Research on how aesthetic objects instigate socio-political change receives prestigious ERC grant
The artist and researcher Tintin Wulia secures 1.5 million Euro to reveal how aesthetic objects instigate socio-political change. The grant, which is awarded by the European Research Fund, ERC, is one of the largest and most prestigious an early-career researcher can receive.
About Tintin Wulia
Tintin Wulia is an internationally practising artist and researcher who joined the University of Gothenburg in 2018, with a Postdoctoral Fellowship in design, craft and society with a focus on migration. Wulia's practice-based research pivots on the complexities of borders. She currently works as Research Project Leader at the university’s department HDK-Valand – Academy of Art and Design.
Her project, Protocols of Killings (funded by Swedish Research Council) probes the connection between violence, distance, and accountability by linking the protocols surrounding the Indonesian 1965-66 massacres – as a form of hyperdistant killings – with those of drone warfare’s technologies of the future.
ERC Starting Grants
ERC, European Research Council, was started by the EU in 2007 and is one of the largest research funders in Europe. Thousands of newly appointed researchers within all subject areas and from all over the world apply for their Starting Grants every year. Of these, just over ten percent get their application approved: the best early-career researchers in the world. Therefore, the grant - in addition to being unusually large and thus enable research in a significant scale - is also very prestigious.

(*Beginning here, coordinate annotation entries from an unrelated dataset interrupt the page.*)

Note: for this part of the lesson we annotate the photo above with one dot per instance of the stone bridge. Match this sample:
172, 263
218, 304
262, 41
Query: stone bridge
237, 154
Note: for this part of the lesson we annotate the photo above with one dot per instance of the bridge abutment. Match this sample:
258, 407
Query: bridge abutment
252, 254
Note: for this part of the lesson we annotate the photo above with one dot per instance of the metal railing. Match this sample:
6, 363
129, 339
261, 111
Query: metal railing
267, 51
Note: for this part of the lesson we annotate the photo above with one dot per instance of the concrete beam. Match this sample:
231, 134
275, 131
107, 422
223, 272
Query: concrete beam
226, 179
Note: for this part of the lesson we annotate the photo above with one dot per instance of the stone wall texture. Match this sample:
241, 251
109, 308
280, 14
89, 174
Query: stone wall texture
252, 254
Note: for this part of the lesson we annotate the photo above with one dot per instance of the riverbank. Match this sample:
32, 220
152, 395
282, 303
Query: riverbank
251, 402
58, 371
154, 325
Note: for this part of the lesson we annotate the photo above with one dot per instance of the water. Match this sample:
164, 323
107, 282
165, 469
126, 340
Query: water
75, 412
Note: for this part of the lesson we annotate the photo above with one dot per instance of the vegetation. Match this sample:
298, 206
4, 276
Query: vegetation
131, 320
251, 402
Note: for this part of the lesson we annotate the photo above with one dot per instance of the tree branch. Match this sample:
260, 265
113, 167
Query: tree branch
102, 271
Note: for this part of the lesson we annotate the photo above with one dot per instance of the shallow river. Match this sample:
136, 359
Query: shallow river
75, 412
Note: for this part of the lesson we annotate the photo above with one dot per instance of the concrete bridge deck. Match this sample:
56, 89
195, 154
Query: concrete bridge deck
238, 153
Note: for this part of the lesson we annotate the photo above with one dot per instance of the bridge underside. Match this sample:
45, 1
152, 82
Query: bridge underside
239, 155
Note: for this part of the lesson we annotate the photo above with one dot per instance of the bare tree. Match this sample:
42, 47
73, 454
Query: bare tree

ERC Starting Grant is aimed at new researchers, two to seven years after completing a doctoral degree. Grant amount is up to EUR 1.5 million for a maximum period of five years, with the possibility of an additional EUR 1 million for special costs. The grant is part of the EU's research and innovation program, Horizon Europe.
This is the first time that a researcher at the Faculty of Fine, Applied and Performing Arts, at the University of Gothenburg, receives the grant.